Auch mit "Zettl" gelingt es Regisseur Helmut Dietl nicht, an seine beiden früheren Erfolge "Schtonk" und "Kir Royal" heranzukommen. Bully Herbig kutschiert als Chauffeur Zettl vornehme Herrschaften durch Berlin-Mitte und steigt später zum Chefredakteur auf, bleibt aber zu sehr im Rollenklischee stecken.

Von Josef Schnelle | 28.01.2012
    Warum wir eigentlich in Deutschland, dem Filmland von Ernst Lubitsch und Billy Wilder, keine politische Komödie drehen können, die zugleich jeden Lacher Wert ist und dennoch im Grunde ein ernstes Anliegen hat, darauf hat Helmut Dietl zwei überzeugende Antworten gegeben, die das Gegenteil bewiesen haben.

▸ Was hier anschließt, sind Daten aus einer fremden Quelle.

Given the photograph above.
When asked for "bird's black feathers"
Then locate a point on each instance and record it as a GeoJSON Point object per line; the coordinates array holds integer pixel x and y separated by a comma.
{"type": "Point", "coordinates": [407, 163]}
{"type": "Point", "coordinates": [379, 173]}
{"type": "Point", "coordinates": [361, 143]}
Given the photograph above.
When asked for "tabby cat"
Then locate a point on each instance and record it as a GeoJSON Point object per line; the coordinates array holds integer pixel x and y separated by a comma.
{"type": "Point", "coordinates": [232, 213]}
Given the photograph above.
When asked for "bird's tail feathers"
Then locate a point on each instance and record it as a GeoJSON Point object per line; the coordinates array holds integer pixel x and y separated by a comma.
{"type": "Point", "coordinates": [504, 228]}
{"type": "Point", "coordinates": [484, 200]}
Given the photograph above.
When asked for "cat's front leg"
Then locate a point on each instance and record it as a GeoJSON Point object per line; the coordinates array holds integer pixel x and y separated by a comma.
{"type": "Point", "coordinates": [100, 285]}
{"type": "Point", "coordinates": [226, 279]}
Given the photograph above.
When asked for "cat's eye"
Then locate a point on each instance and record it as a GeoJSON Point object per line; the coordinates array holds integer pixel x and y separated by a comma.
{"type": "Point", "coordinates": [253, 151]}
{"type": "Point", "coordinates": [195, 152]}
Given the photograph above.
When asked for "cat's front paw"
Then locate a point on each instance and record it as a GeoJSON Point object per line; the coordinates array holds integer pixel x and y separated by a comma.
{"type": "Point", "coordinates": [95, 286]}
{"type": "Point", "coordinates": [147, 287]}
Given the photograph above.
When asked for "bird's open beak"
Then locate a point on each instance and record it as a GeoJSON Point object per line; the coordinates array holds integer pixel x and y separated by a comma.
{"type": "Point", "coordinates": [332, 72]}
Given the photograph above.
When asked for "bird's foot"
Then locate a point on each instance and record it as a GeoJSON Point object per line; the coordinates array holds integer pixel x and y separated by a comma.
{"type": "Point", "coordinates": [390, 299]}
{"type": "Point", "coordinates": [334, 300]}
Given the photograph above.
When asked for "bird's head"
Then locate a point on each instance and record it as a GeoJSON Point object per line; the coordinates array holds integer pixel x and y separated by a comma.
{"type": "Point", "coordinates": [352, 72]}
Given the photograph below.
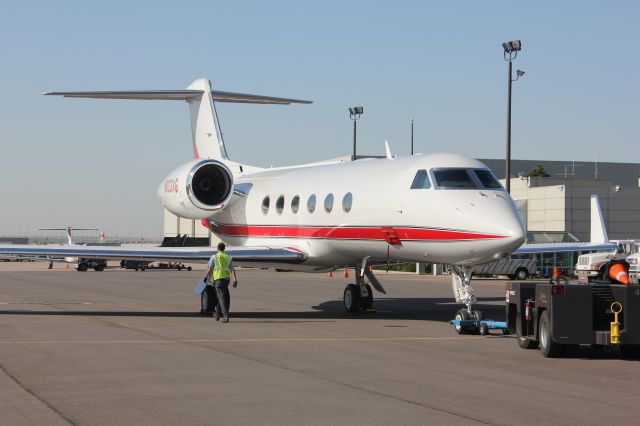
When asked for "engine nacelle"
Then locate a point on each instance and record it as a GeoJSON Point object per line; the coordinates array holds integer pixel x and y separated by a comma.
{"type": "Point", "coordinates": [197, 189]}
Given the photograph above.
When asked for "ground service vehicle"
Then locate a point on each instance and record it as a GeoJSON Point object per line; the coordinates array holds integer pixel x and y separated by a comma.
{"type": "Point", "coordinates": [516, 267]}
{"type": "Point", "coordinates": [590, 264]}
{"type": "Point", "coordinates": [558, 317]}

Die eine war "Schtonk", die Geschichte der falschen Hitler-Tagebücher - der größte deutsche reale Medienskandal erzählt als Treppenwitz am Rande der braunen Szene. Die andere Antwort gab er mit der Fernsehserie "Kir Royal", in der Franz Xaver Kroetz als skrupelloser Klatschreporter Baby Schimmerlos durch die Münchner Bussi-Bussi-Gesellschaft irrt.

    An diese beiden legendären Erfolge ist Helmut Dietl mit seinen übrigen Filmen nie wieder herangekommen. Und weil die Münchner Szene in den letzten Jahren, wie er sagt, merklich ausgedünnt ist, nahm er sich nun Berlin vor, genauer Berlin Mitte, da wo es alle hinzieht, die mit Politik, Kultur und Boulevard etwas zu tun haben wollen.

    Der Dramatiker und Schauspieler Kroetz ahnte wohl, dass die Verpflanzung des Münchner Lotterlebens in die Hauptstadt nicht funktionieren würde und wollte als Hauptdarsteller nicht mehr mitmachen. So sicherte sich Dietl flugs anstelle seines Kir-Royal-Autors Patrik Süßkind den jungen Pop-Literaten Benjamin von Stuckrad-Barre als Drehbuchschreiber, der dem Film den Berlin-Touch geben sollte. Doch die meisten Dialoge klingen eher nach Bully Herbig.

    "Was haben Sie jetzt gesagt zu der Dame?"
    "Schick a Lift obi herunter, Susi, du Schlampen, du Chinesische, sonst beiß ich dich in deine Lotusblüte, deine süße."
    "Auf chinesisch?"
    "Ja klar."

    Natürlich klingt es nach Bully Herbig, denn den hat sich Dietl als Nachfolger für Baby Schimmerlos im Hauptstadtsumpf ausgesucht. Leider spielt Komödienblödel Bully Herbig immer nur eine Figur - sich selbst. Auch als Chauffeur Zettl, der anfangs die vornehmen Herrschaften durch Berlin nur kutschieren darf, bleibt Bully Herbig bei seinem hanswurstigen Rollenklischee von Winnetou bis zum Traumschiff Surprise.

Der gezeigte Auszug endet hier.